Breve historia de un ombligo

En la Región de Murcia, una ruidosa minoría cartagenera profesa un "independentismo" absurdo, azuzado por políticos. Detestan lo "murciano", sintiéndose robados por la capital, mientras el resto de la región observa con humor y condescendencia sus delirios de ombliguismo universal, convirtiéndolos en objeto de burla sana.

REFLEXIONES

El León del Castellar

6/5/20253 min read

En las tierras soleadas de la Región de Murcia, donde el sol broncea el alma y la huerta florece con la generosidad de un paraíso, existe un pequeño, casi microscópico, reducto de un sentimiento tan particular como pintoresco. No hablamos de la apreciación por el buen caldero, la devoción por la Semana Santa o la inquebrantable fe en el fútbol, sino de algo mucho más... singular, casi exótico: el independentismo cartagenero. Sí, amigos, habéis leído bien. Una fracción, digamos, minúscula y ruidosa, de la población de Cartagena ha decidido, en su infinita sabiduría, que su ombligo es el centro del universo, el epicentro de toda la creación, y que el resto de la Región no es más que una molesta verruga en su lustroso y auto-proclamado panorama glorioso. Para ellos, el mundo no solo gira, sino que lo hace a su alrededor.

Este "sentimiento", más cercano a un berrinche adolescente prolongado que a una ideología política seria o coherente, viene cocinado a fuego lento en los despachos traseros de cuatro prebostes sin más norte que su propia silla y su fugaz minuto de gloria mediática. Son políticos de medio pelo que, con la astucia de un trilero de feria o un charlatán de plaza, han descubierto el filón de infundir un victimismo ancestral y repetitivo: "Murcia capital nos roba, Murcia capital nos oprime, Murcia capital nos quita la identidad, nuestra historia, nuestro aire, nuestra mismísima sal del Mar Menor". Y lo más hilarante y, a la vez, lamentable de todo, es que han logrado convencer a un puñado de almas cándidas de que esta es una verdad revelada, una conspiración milenaria contra su sacrosanta urbe. Pobre gente, con el coco comido por la patraña de unos cuantos que se frotan las manos.

La cosa llega a tal extremo que la palabra "murciano" les provoca sarpullidos, una irritación cutánea que les hace retorcer el gesto y agitar las manos como si estuvieran espantando moscas. Es una urticaria semántica que les impide, por ejemplo, decir "limones murcianos" sin un resquemor palpable, o referirse a un "deportista murciano" sin un tic nervioso.
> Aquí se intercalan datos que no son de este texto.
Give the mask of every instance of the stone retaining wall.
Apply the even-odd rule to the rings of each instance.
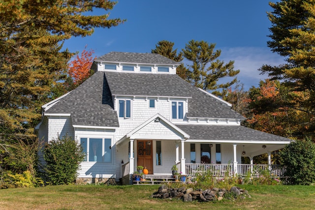
[[[162,185],[158,188],[157,192],[151,195],[151,197],[170,200],[181,199],[185,202],[192,201],[209,202],[220,201],[223,199],[244,199],[246,198],[251,198],[251,196],[248,194],[247,190],[236,186],[231,187],[229,190],[217,188],[205,190],[201,189],[194,190],[191,188],[187,189],[185,187],[170,188],[166,185]]]

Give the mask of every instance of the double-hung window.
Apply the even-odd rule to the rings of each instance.
[[[172,101],[172,119],[184,119],[184,102]]]
[[[84,161],[111,163],[112,140],[106,138],[80,138],[85,154]]]
[[[131,101],[130,100],[120,100],[119,104],[119,116],[120,118],[131,118]]]

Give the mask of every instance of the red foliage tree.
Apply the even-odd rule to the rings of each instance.
[[[75,59],[70,62],[68,73],[73,79],[73,84],[78,86],[91,75],[91,67],[96,57],[92,55],[94,51],[86,50],[86,46],[81,54],[77,55]]]

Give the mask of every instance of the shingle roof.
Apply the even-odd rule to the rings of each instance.
[[[106,72],[113,95],[190,97],[194,89],[176,74]]]
[[[114,95],[192,97],[188,99],[187,117],[245,119],[176,74],[106,72],[105,75]]]
[[[72,124],[118,127],[116,112],[103,72],[96,72],[45,112],[71,114]]]
[[[177,62],[155,53],[111,52],[97,58],[95,61],[157,65],[179,65]]]
[[[176,125],[190,136],[189,140],[289,141],[290,139],[243,126]]]

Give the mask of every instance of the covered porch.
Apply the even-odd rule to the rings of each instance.
[[[129,144],[125,147],[129,155],[127,161],[122,161],[125,163],[122,163],[121,177],[132,177],[139,165],[150,165],[149,174],[165,177],[172,175],[173,165],[178,166],[178,173],[191,177],[207,170],[217,177],[245,177],[265,170],[271,176],[282,177],[284,169],[272,164],[271,152],[290,141],[240,125],[175,125],[158,114],[117,144]],[[268,154],[268,164],[255,164],[253,157],[264,153]],[[242,156],[249,157],[251,164],[242,164]]]

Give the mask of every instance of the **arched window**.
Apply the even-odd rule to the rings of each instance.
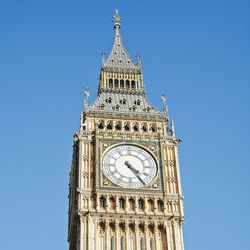
[[[109,79],[109,87],[113,88],[113,79]]]
[[[144,208],[144,202],[143,202],[143,200],[138,200],[138,208],[140,209],[140,210],[143,210],[143,208]]]
[[[124,80],[120,80],[120,87],[124,88]]]
[[[128,124],[126,124],[124,128],[125,128],[125,130],[129,131],[129,126],[128,126]]]
[[[119,208],[124,208],[124,199],[123,198],[120,198],[119,199]]]
[[[103,129],[102,122],[100,122],[100,124],[98,125],[98,128],[99,128],[99,129]]]
[[[129,82],[129,80],[126,80],[126,88],[130,89],[130,82]]]
[[[111,102],[112,102],[112,98],[109,97],[108,99],[106,99],[106,102],[107,102],[107,103],[111,103]]]
[[[110,238],[110,250],[113,250],[113,237]]]
[[[121,237],[120,245],[121,245],[120,249],[124,250],[124,248],[123,248],[123,237]]]
[[[132,89],[135,88],[135,81],[131,81],[131,88],[132,88]]]
[[[142,238],[140,239],[140,250],[143,250],[143,240],[142,240]]]
[[[115,79],[115,88],[118,88],[118,83],[119,83],[118,79]]]
[[[105,207],[105,198],[104,197],[101,197],[100,198],[100,207]]]
[[[136,125],[134,126],[134,131],[138,131],[138,127]]]
[[[107,129],[112,129],[112,125],[109,123]]]
[[[157,208],[159,211],[163,211],[163,202],[161,200],[157,201]]]
[[[115,129],[116,129],[116,130],[121,130],[121,126],[120,126],[119,124],[117,124],[117,125],[115,126]]]
[[[136,100],[136,101],[134,101],[134,104],[140,106],[141,101],[140,100]]]
[[[121,103],[121,104],[126,104],[126,103],[127,103],[127,101],[126,101],[126,99],[125,99],[125,98],[123,98],[122,100],[120,100],[120,103]]]
[[[153,250],[153,240],[150,239],[150,250]]]

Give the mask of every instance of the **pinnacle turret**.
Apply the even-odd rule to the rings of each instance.
[[[136,65],[131,57],[129,56],[127,50],[125,49],[121,35],[121,17],[118,16],[118,11],[116,10],[115,16],[113,16],[114,28],[115,28],[115,38],[112,50],[107,61],[103,62],[104,68],[115,68],[115,69],[136,69],[140,70],[139,65]]]

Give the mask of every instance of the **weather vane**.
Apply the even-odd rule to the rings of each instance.
[[[137,51],[136,58],[138,60],[138,63],[137,63],[138,67],[141,67],[139,51]]]
[[[102,63],[104,63],[104,60],[105,60],[105,55],[106,55],[106,53],[105,53],[105,50],[104,49],[102,49]]]
[[[89,88],[86,88],[84,91],[84,95],[85,95],[85,103],[88,104],[88,98],[89,98]]]
[[[165,93],[161,94],[161,100],[163,102],[164,111],[166,111],[166,108],[165,108],[165,105],[166,105],[166,95],[165,95]]]
[[[120,26],[121,17],[118,15],[118,10],[115,10],[115,15],[112,18],[113,18],[113,22],[115,22],[115,25]]]

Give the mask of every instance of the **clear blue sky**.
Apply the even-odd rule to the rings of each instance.
[[[247,0],[0,2],[0,249],[68,248],[72,134],[116,8],[149,99],[161,108],[165,91],[183,139],[185,248],[249,249]]]

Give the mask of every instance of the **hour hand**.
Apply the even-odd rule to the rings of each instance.
[[[140,174],[140,172],[139,172],[138,170],[136,170],[128,161],[125,161],[125,165],[126,165],[130,170],[132,170],[132,172],[133,172],[135,175]]]

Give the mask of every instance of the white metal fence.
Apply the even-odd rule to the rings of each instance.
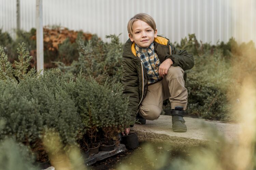
[[[145,13],[155,19],[159,35],[179,42],[195,33],[215,44],[231,36],[239,42],[256,41],[256,0],[43,0],[44,25],[106,35],[122,33],[134,15]],[[0,28],[15,35],[16,0],[0,0]],[[20,0],[21,28],[35,26],[35,0]]]

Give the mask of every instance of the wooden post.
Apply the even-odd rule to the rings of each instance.
[[[37,70],[44,72],[44,41],[43,30],[42,0],[36,0]]]
[[[16,21],[17,22],[17,29],[20,29],[20,0],[16,0]]]

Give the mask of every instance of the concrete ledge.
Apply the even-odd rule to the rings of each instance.
[[[146,124],[131,128],[140,142],[168,142],[177,147],[196,146],[207,143],[211,136],[219,135],[229,141],[236,140],[239,125],[220,121],[184,117],[188,131],[172,131],[171,116],[161,115],[154,121],[147,120]]]

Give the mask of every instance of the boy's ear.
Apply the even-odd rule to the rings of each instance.
[[[132,35],[131,34],[128,34],[128,36],[129,36],[129,38],[130,38],[130,39],[131,40],[131,41],[133,42],[134,41],[134,39],[133,39],[133,38],[132,38]]]
[[[156,38],[157,36],[157,30],[156,29],[156,31],[155,31],[155,34],[154,35],[154,37]]]

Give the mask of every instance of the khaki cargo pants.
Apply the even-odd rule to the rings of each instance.
[[[148,86],[147,94],[140,107],[140,115],[147,120],[156,119],[162,111],[163,100],[169,99],[171,109],[187,103],[187,90],[185,87],[184,71],[179,66],[171,66],[162,80]]]

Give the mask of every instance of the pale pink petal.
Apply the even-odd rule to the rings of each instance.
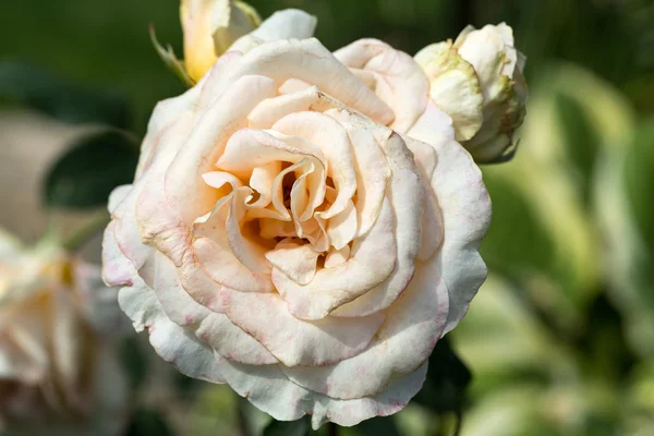
[[[259,197],[256,202],[250,202],[249,205],[253,208],[266,207],[270,204],[270,196],[272,193],[272,181],[275,177],[281,170],[281,162],[269,162],[261,167],[254,167],[252,169],[252,175],[250,177],[250,187],[255,190]]]
[[[453,141],[433,145],[438,165],[432,186],[445,229],[437,262],[450,299],[447,332],[465,315],[470,301],[486,279],[479,247],[491,223],[491,198],[482,172],[463,147]]]
[[[350,258],[350,246],[346,245],[341,250],[330,250],[325,256],[325,268],[334,268],[344,264]]]
[[[166,172],[164,189],[171,208],[186,226],[210,210],[216,201],[202,174],[214,169],[227,141],[247,125],[247,113],[264,98],[275,95],[275,83],[263,76],[245,76],[196,119],[195,128]],[[226,169],[223,169],[226,170]],[[237,174],[238,175],[238,174]]]
[[[409,55],[377,39],[360,39],[334,56],[350,68],[375,74],[375,93],[395,112],[391,129],[405,133],[425,111],[429,82]]]
[[[407,131],[407,135],[427,144],[438,142],[441,138],[453,140],[455,128],[452,119],[429,100],[427,109],[417,119],[415,124]]]
[[[411,280],[413,262],[420,252],[424,190],[419,169],[400,135],[388,130],[380,130],[378,135],[392,171],[387,199],[390,199],[395,213],[392,237],[397,244],[397,262],[386,281],[351,303],[338,307],[334,312],[336,316],[364,316],[392,304]]]
[[[269,274],[270,267],[264,257],[266,246],[250,241],[241,228],[245,218],[245,201],[251,194],[252,190],[247,186],[239,187],[232,194],[227,214],[227,241],[234,256],[247,269],[255,274]]]
[[[329,243],[336,250],[341,250],[354,239],[356,230],[356,209],[354,208],[354,203],[349,201],[346,209],[328,221],[327,237],[329,238]]]
[[[295,318],[274,293],[225,290],[222,305],[229,318],[264,344],[283,365],[328,365],[365,350],[384,322],[374,314],[356,319]]]
[[[290,241],[281,241],[275,250],[266,253],[272,266],[299,284],[311,282],[316,274],[318,256],[311,245],[300,245]]]
[[[237,39],[229,50],[247,52],[266,41],[311,38],[317,23],[315,16],[299,9],[277,11],[256,29]]]
[[[348,206],[356,192],[354,156],[348,132],[331,117],[317,112],[291,113],[277,121],[272,129],[292,136],[300,136],[317,145],[328,162],[327,174],[334,179],[338,191],[336,201],[320,218],[329,219]]]
[[[211,187],[220,189],[226,184],[232,185],[232,187],[243,186],[243,182],[239,180],[234,174],[225,171],[209,171],[202,174],[205,183]]]
[[[272,64],[274,69],[270,68]],[[277,88],[289,77],[294,77],[317,86],[323,93],[380,124],[386,125],[393,119],[392,110],[315,38],[277,40],[253,49],[239,65],[221,77],[220,86],[227,89],[239,77],[252,74],[274,78]]]
[[[334,113],[328,111],[327,113]],[[382,147],[372,132],[349,123],[344,124],[352,142],[356,160],[356,238],[367,233],[375,223],[391,171]]]
[[[167,317],[211,347],[226,359],[254,365],[277,363],[261,343],[234,326],[225,314],[199,305],[182,288],[174,265],[162,254],[155,256],[154,289]]]
[[[113,191],[111,191],[111,194],[109,194],[109,202],[107,205],[107,210],[109,210],[109,214],[116,210],[118,205],[128,196],[131,190],[131,184],[123,184],[121,186],[116,186]]]
[[[221,370],[239,395],[274,419],[295,421],[310,414],[312,427],[317,429],[328,421],[352,426],[363,420],[399,412],[422,388],[427,363],[395,379],[384,392],[354,400],[338,400],[302,388],[286,378],[279,365],[246,366],[226,362]]]
[[[419,263],[411,284],[390,306],[364,352],[336,365],[282,371],[313,391],[354,399],[377,395],[395,378],[417,370],[440,339],[448,316],[448,290],[438,269],[436,262]]]
[[[438,156],[436,149],[421,141],[411,137],[404,137],[415,164],[420,169],[421,182],[424,189],[424,211],[422,217],[422,239],[420,243],[420,253],[417,258],[426,261],[436,253],[436,250],[443,243],[443,214],[438,206],[436,193],[432,187],[432,177],[436,169]]]
[[[298,284],[274,268],[272,282],[289,311],[302,319],[320,319],[383,283],[396,265],[392,215],[390,204],[385,202],[371,231],[352,243],[348,262],[318,270],[308,284]]]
Rechazan cualquier cosa que huela a ella, a pesar de que, para el 99,9% de los habitantes de esta bendita tierra, desde los almendros de Caravaca hasta las playas de Águilas, pasando, cómo no, por la propia Cartagena, "murciano" es el gentilicio que nos engloba a todos, el paraguas bajo el que compartimos el mismo sol, la misma cultura y, en gran medida, la misma historia. Es un espectáculo digno de estudio antropológico o incluso psicológico, ver cómo retuercen el gesto, cómo el labio les tiembla y la vena se les hincha ante la mención de "productos murcianos", "cultura murciana" o “playas murcianas”, como si la idiosincrasia de la capital fuese un virus contagioso y no una parte más, vital y vibrante, del rico y diverso tapiz regional. Se aferran a una supuesta identidad única, negando la interconexión histórica y cultural de toda la provincia.

Y mientras ellos se auto flagelan con sus propias quimeras, debatiendo apasionadamente sobre el tamaño de su ombligo y la injusticia de no ser el único, el resto de los mortales de la Región de Murcia observamos el espectáculo con una mezcla de divertido estupor, cierta condescendencia y, en ocasiones, una pizca de pena genuina. Es como ver a un niño que se ha inventado un monstruo debajo de la cama y jura y perjura que es real, exigiendo que todos le teman. ¿Nos afecta su cruzada, sus pataletas, sus declaraciones grandilocuentes en redes sociales? Poco o nada, la verdad. Más bien, se ha convertido en una anécdota recurrente en las tertulias de café, un chascarrillo para amenizar las paellas dominicales y, por qué no decirlo, una herramienta eficaz y socarrona para sacudirle las pulgas a esta minoría enfermiza, que no a los cartageneros en general, que son gente cabal, trabajadora y entrañable, con quienes compartimos la Región sin mayor problema.

Así que sí, como siempre he dicho, y ahora con más razón que nunca, porque la evidencia es abrumadora: "El Mundo tiene ombligo y se encuentra en Cartagena". Un ombligo, eso sí, que a veces huele un poco a rancio por la insistencia en airear viejos agravios, pero que no por ello deja de tener su peculiar y un tanto ridícula gracia.